Thus, the AR children read slightly more (two hours) than the comparison children. This is contrary to the claim made by Vollands et. al. (1999) that the comparisons read more. (All this is highly speculative. The detailed report, Vollands et. al., 1996, contains a number of diary entries. An entry for the last month of the project, March 1995, contains the following: "No information was available in terms of the average amount of time spent reading by the children in the class as the (AR) teacher did not keep a running note of this (although she had been asked to do this)." (p. 79). It is not clear whether this observation applied only to that month.)

Adding to the confusion, the AR students were sixth graders (11 year olds), while the comparisons were fifth graders (10 year olds), even though comparisons had higher pretest reading scores. Also, in the detailed report (Vollands et. al., 1996), it was noted that a thunderstorm occurred during the pretest for the AR students, which was distracting: students "were more interesting in looking out the window than taking a reading test" (p. 98). Moreover, "cheating was witnessed" during the comparison group post-test!

The results are inconsistent. Comparison students made larger gains on one test of reading comprehension (Edinburgh) but AR students made larger gains on another (Neale), with comparisons making no gains at all on the Neale (table 10), a mysterious result for a group of good readers. This inconsistency may be due to the fact that all 26 comparison students and nearly all AR students took the Edinburgh test but only a random sample of 11 AR students and 12 comparison students took the Neale comprehension test. If one considers the Edinburgh to be the valid measure, comparisons doing less reading outperformed AR students who did more.

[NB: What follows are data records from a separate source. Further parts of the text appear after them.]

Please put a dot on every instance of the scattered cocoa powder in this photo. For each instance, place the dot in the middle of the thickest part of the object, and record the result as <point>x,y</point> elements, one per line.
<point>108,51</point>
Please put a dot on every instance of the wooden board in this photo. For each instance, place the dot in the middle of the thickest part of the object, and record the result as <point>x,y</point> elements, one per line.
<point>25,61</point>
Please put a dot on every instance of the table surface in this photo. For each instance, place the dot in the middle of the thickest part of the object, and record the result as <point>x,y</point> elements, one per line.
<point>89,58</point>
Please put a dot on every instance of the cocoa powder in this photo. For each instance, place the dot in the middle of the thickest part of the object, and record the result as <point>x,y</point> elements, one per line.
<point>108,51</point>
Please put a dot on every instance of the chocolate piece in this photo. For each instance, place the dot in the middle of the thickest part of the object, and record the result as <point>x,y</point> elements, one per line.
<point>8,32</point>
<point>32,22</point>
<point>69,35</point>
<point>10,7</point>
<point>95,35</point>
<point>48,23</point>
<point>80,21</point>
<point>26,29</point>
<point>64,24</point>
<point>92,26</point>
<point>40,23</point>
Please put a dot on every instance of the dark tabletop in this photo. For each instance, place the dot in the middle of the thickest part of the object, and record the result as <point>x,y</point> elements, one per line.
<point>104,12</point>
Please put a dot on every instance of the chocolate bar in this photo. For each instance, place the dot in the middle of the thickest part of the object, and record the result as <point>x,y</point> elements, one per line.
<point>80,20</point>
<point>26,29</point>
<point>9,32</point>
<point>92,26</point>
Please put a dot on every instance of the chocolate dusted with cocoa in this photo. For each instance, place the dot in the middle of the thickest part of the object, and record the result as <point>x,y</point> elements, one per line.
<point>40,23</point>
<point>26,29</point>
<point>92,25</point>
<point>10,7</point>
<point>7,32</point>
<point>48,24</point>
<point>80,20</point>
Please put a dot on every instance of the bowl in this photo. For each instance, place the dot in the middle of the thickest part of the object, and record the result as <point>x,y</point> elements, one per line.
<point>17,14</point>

Thus, this study could be interpreted as showing the failure of AR. The comparisons gained more, despite reading slightly less, on the test taken by the full sample. If the thunderstorm seriously affected pretest reading scores for the AR group, they actually did worse than the results indicate. But if cheating on the posttest was widespread for the comparison groups, their gains would be exaggerated. These factors, the small sample size, inconsistency of the results, and the use of incentives in both groups makes it difficult to conclude much of anything from this study.

Table 10 Volland et. al., Project B

Edinburgh reading comprehension

Accelerated Reader Comparison
n mean n mean
pretest 25 89.5 (19.1) 26 93.7 (13.8)
posttest 22 92.6 (15.8) 26 100 (15)

Neale reading comprehension

Accelerated Reader Comparison
n mean n mean
pretest 11 96.5 (20.8) 12 103.3 (21.9)
posttest 11 107.6 (26.9) 12 102.7 (26.2)

standard deviations in parentheses

Facemire (2000) also used a comparison group that was engaged in recreational reading. AR was used over a nine week period with 15 third graders in a low SES area of West Virginia. Extrinsic rewards were limited to "bookmarks and paperback books" (p. 28). The school library had a total of 8000 books but only 800 were designated by AR. AR students were given "as much time as possible, at least 20 minutes per day" (p. 35) for reading. They also were "guided to appropriate reading materials during regularly scheduled library visits, eighty minutes per week, and were given time to discuss literature" (p. 35).